Here's the proof I found, which I can't quite understand:
If $I$ is projective then reducing modulo the kernel $J$ of the homomorphism $\varphi : R \rightarrow \mathbb{Z}$ defined by $\varphi \left( \left( \begin{matrix} r & p \\ 0 & q \end{matrix} \right) \right) =r $, we get $ I/ J \cdot I \cong (0) \oplus \mathbb{Q} \cong \mathbb{Q}$ which would be projective as a $\mathbb{Z}$-module; which is a contradiction.
Now I know that $\mathbb{Q}$ is not projective over $\mathbb{Z}$;
what I do not get is why $ I/ J \cdot I \cong (0) \oplus \mathbb{Q}$ and
why it should be projective over $\mathbb{Z}$ if $I$ is projective over $R$.

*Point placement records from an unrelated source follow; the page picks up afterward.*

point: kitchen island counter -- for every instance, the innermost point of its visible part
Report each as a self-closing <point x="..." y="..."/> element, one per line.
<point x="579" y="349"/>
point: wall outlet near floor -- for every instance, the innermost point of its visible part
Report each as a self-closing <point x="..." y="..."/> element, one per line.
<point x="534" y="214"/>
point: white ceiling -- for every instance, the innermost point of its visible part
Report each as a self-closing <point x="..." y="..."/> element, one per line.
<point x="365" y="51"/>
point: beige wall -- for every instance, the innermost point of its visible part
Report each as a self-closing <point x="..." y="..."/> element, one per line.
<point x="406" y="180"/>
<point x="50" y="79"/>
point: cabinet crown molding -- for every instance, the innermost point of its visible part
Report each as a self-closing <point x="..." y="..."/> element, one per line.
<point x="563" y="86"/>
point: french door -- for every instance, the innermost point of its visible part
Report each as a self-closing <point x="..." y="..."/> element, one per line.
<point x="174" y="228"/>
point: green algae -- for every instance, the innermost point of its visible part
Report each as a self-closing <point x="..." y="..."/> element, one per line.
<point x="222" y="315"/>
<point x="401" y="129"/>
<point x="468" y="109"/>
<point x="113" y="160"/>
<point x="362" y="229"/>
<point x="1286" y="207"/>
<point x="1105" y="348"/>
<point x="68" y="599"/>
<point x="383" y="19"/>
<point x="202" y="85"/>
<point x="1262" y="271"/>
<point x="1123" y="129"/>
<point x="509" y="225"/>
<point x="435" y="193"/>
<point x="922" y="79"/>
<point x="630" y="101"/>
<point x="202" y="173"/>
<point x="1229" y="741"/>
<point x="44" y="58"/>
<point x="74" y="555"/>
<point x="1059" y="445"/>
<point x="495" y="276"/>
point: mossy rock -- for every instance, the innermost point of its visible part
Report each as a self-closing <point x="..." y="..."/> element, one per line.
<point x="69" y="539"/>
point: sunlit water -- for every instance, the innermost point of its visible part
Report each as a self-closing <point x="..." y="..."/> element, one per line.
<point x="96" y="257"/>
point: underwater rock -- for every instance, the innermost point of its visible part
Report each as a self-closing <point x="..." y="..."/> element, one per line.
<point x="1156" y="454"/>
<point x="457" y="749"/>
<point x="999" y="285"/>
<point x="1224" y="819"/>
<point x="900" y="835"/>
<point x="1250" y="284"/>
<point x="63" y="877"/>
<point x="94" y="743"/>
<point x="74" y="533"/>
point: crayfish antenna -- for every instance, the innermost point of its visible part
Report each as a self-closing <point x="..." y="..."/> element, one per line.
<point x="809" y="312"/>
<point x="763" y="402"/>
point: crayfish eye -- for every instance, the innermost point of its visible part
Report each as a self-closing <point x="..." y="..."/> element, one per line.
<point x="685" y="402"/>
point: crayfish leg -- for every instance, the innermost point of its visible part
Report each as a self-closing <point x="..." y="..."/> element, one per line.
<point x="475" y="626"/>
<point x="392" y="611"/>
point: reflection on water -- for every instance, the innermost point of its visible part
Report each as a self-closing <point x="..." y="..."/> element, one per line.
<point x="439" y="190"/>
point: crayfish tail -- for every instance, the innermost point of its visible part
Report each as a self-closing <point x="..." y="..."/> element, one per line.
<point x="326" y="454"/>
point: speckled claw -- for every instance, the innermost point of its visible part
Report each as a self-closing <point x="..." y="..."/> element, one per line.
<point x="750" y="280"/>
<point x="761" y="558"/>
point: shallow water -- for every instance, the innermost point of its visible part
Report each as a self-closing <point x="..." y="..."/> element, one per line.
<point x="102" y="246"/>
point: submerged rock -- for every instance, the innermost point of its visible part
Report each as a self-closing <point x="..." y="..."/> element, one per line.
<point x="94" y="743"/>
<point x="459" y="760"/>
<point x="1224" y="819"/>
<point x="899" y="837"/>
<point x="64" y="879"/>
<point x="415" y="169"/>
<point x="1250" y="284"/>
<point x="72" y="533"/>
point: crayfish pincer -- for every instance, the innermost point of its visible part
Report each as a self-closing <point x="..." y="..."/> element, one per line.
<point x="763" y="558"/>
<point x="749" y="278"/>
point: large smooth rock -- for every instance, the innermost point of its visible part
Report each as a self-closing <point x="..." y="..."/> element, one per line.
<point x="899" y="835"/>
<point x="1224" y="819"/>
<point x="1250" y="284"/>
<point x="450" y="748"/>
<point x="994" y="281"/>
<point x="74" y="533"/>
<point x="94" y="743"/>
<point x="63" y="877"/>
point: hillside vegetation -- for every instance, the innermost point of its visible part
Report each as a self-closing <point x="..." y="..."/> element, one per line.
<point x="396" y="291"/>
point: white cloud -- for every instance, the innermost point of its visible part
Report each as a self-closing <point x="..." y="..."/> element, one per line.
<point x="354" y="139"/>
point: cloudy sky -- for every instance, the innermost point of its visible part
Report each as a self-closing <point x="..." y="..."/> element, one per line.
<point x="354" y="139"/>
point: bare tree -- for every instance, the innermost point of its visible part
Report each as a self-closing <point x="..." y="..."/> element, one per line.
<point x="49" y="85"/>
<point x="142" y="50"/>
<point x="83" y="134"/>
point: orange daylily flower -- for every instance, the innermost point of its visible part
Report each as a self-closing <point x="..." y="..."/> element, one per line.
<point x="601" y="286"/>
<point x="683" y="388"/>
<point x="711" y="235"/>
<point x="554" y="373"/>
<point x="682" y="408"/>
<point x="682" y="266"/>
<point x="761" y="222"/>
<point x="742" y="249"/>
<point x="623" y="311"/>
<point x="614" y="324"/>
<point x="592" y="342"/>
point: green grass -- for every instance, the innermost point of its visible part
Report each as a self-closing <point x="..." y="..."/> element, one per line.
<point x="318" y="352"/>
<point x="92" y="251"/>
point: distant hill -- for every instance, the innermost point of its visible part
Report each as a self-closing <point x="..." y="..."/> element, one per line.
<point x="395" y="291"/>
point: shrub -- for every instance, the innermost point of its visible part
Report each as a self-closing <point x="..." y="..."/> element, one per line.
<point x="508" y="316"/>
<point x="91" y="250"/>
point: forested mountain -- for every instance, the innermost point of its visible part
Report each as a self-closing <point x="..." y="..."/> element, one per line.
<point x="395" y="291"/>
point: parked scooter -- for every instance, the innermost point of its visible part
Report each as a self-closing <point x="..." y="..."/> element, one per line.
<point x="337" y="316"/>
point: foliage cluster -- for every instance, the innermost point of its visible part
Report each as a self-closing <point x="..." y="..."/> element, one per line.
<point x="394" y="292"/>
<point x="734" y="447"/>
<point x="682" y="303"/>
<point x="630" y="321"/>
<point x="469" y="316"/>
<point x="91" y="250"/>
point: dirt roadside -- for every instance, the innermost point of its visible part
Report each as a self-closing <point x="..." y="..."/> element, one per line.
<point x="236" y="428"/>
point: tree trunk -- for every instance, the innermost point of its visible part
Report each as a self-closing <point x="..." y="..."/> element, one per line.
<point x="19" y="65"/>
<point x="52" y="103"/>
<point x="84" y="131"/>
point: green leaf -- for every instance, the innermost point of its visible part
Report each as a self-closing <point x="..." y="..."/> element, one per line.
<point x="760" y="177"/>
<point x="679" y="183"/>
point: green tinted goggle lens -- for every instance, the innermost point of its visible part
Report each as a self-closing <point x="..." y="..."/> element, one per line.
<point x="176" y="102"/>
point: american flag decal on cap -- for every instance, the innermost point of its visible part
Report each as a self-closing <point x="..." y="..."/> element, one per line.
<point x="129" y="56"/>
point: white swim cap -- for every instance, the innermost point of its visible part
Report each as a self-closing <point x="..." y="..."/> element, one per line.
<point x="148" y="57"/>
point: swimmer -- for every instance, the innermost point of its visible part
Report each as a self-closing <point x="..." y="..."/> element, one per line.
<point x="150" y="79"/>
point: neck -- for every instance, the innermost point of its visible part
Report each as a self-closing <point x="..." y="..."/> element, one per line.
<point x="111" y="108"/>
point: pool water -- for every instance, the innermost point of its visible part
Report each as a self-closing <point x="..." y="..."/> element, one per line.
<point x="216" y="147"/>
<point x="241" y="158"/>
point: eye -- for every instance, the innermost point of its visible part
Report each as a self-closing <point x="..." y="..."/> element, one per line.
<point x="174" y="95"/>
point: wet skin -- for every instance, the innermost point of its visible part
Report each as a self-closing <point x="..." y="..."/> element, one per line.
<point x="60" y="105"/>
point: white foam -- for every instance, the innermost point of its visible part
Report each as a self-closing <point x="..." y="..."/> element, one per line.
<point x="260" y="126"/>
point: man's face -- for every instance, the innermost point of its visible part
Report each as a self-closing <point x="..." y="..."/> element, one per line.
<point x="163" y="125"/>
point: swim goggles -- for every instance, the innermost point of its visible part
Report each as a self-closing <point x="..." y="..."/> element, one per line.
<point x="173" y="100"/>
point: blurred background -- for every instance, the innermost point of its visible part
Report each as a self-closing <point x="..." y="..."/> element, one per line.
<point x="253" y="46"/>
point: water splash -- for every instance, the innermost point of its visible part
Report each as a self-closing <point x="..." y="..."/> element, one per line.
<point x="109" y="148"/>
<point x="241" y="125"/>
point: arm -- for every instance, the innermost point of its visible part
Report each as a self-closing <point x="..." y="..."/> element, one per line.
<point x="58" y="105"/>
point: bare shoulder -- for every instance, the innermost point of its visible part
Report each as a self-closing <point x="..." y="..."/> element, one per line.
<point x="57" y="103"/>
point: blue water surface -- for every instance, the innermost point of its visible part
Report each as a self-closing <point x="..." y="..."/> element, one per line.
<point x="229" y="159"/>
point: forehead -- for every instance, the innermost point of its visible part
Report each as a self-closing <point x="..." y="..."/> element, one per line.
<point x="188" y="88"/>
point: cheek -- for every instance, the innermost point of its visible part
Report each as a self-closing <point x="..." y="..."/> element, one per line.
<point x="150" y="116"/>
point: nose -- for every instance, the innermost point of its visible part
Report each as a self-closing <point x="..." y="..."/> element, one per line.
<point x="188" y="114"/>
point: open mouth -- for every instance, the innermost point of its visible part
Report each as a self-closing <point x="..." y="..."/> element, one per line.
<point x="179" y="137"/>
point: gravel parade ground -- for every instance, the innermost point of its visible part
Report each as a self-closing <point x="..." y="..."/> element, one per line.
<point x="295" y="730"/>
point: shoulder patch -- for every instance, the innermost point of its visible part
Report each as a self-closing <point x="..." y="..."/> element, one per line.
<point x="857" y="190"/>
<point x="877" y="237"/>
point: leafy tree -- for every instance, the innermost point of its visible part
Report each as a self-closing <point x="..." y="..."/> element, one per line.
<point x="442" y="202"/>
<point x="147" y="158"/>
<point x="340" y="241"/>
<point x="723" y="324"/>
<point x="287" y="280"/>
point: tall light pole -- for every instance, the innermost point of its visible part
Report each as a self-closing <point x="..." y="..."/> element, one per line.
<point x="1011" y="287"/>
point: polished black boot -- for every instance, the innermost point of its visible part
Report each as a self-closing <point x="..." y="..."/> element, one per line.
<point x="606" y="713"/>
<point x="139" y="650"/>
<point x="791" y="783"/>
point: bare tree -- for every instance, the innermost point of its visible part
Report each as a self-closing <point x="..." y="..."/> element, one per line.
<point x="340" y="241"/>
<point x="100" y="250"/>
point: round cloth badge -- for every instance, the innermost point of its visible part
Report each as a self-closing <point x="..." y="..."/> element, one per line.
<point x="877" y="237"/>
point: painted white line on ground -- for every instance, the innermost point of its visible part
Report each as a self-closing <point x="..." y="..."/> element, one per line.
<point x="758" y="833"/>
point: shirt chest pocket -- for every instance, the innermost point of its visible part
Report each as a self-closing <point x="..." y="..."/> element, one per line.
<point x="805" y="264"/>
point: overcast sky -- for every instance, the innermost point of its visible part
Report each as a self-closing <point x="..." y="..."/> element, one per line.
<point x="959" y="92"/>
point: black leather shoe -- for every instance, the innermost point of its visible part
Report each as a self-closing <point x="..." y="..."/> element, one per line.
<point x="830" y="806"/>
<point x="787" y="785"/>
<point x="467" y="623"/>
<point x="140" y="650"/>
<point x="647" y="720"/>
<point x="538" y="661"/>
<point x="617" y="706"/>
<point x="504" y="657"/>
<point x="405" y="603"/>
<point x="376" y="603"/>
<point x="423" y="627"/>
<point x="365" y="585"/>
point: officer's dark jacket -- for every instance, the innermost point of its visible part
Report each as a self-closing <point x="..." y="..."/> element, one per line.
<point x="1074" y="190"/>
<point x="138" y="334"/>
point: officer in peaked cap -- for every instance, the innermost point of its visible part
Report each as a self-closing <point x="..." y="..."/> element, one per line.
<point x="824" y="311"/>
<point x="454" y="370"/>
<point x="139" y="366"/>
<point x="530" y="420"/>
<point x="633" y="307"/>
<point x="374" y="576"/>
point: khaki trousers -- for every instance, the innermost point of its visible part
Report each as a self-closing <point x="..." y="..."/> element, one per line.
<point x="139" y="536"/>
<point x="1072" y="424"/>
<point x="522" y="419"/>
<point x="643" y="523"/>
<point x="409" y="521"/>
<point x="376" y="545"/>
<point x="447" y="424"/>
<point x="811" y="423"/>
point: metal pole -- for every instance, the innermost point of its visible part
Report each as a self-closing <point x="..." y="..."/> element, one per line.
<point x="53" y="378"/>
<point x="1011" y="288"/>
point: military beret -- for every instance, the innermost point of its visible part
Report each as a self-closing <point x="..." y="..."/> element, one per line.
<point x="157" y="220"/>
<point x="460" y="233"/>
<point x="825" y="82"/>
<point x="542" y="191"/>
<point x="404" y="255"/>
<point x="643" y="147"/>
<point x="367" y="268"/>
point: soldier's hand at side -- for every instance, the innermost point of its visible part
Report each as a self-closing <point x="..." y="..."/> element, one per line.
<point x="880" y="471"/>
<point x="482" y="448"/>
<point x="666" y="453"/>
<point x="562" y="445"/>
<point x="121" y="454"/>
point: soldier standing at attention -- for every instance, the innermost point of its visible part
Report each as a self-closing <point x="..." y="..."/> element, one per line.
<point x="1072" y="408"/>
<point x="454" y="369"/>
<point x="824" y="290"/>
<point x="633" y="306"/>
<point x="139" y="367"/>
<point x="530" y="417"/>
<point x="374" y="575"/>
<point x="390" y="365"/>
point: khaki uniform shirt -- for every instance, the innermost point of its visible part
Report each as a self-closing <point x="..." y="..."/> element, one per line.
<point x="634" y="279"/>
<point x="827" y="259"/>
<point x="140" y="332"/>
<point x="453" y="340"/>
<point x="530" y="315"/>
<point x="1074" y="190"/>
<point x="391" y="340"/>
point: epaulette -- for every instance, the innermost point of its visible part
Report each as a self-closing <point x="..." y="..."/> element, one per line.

$I/J\cdot I = (0) \oplus \mathbb Q$ is a very strange way to write it, but here's what's going on:
Given any ring $R$, any ideal $J$, and any $R$-module $M$ we have the following:
You can give a fairly elementary proof of this by showing that if $R^n = M \oplus Q$ then $(R/J)^n = M/JM \oplus Q/JQ$ (factor the obvious maps). Alternatively we have a split short exact sequence $$M \to R^n \to Q$$ and additive functors take split SES's to split SES's so $$M \otimes_R R/J \to (R^n) \otimes_R R/J \to Q \otimes_R R/J$$ is split and $M \otimes_R R/J \simeq M/JM$ is a direct summand of $(R^n) \otimes_R R/J \simeq (R/J)^n$. Hence it is projective as an $R/J$-module.
To finish let $M = I$ and $J$ the kernel as stated. Observe that $I\cdot J = (0)$ so if $M = I$ is projective as an $R$-module then $M/JM = I$ would be projective as an $R/J \simeq \mathbb Z$-module.